Yep, it’s summer-student employment time again, and the rake, handled by a 14-year-old, scratched the surface once again, this being the fourth attempt to rake that doggone wrapper off the yellowed old grass from yesteryear.

Does employment for students really mean slave-like labour conditions, or is it that everyone’s zombielike condition is really a direct result of staying out to all hours of the night, night after night? Or is it a hormonal thing where everyone becomes allergic to bright early-morning sunlight and their eyes just can’t seem to function properly?
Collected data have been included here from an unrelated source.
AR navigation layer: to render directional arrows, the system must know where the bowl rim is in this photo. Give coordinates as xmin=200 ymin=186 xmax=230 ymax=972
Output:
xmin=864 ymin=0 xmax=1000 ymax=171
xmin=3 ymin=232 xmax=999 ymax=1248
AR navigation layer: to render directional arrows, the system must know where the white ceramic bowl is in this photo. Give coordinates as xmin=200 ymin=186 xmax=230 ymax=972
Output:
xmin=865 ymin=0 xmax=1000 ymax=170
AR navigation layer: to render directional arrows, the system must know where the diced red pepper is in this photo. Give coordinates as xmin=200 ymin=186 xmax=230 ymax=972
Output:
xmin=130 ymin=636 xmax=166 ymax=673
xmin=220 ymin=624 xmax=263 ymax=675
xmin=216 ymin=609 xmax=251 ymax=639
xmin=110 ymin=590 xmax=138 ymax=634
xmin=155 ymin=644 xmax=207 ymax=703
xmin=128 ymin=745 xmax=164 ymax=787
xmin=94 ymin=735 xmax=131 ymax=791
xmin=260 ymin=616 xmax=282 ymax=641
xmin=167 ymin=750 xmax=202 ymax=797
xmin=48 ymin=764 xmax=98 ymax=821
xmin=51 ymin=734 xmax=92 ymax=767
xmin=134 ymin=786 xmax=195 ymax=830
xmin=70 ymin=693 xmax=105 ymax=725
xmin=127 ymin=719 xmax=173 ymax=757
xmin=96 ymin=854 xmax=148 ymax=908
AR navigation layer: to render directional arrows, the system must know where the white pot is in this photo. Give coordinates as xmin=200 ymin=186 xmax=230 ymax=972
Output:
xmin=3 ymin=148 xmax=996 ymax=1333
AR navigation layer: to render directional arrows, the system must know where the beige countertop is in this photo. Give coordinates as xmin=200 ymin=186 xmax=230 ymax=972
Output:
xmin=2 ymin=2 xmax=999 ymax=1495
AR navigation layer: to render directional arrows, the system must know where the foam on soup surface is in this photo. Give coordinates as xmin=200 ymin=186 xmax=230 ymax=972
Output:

I remember when summer-student employment was something that was based on the round-up system. If you were home that day when the employment agent called for you, you got a job digging ditches or throwing garbage. The lucky ones managed to get desk jobs – at least they had something to lay their tired heads on when the going got rough during the morning coffee break. Oh yes, the coffee breaks, the time when you actually get paid to stuff cookies and bad java down your throat. Back then 15-minute coffee breaks were 10 minutes long, so stuffing your face was a common activity.

Some summer jobs paid you only when the work was done and some paid you when they felt like it – or so it seemed. The worst kind of pay was when you had to share the pot with everyone else. So your size and age determined your wages for that week — talk about a dog-eat-dog world.

Today, student strikes can be imminent if the pay is more than five minutes late and near riots can break out if the cheques aren’t signed. Woe to the employer who must face the wrath of the youth when it comes to pay day. I remember a trailer being burned down when living allowances were late by an hour back in the revolutionary 1970s. But hey, students were really hungry in those days, getting only a meagre hundred bucks per month.

Today, salaries have to be negotiated with street-sawy students, who seem to ask discerning questions about vacation pay, holiday pay and other perks and quirks, but nary a question about the job itself. Sometimes an employer gets lucky and lands a dream summer student from work heaven who has just the right credentials for your job and can do it when you’re gone on vacation. But when you come back, your job has been altered somehow, so sometimes it’s best to take someone who isn’t at all interested in taking your job over while your away on holiday.

Whatever the reason for hiring a summer student, go ahead, hire away, give someone an actual job to do and see how they fare or mature.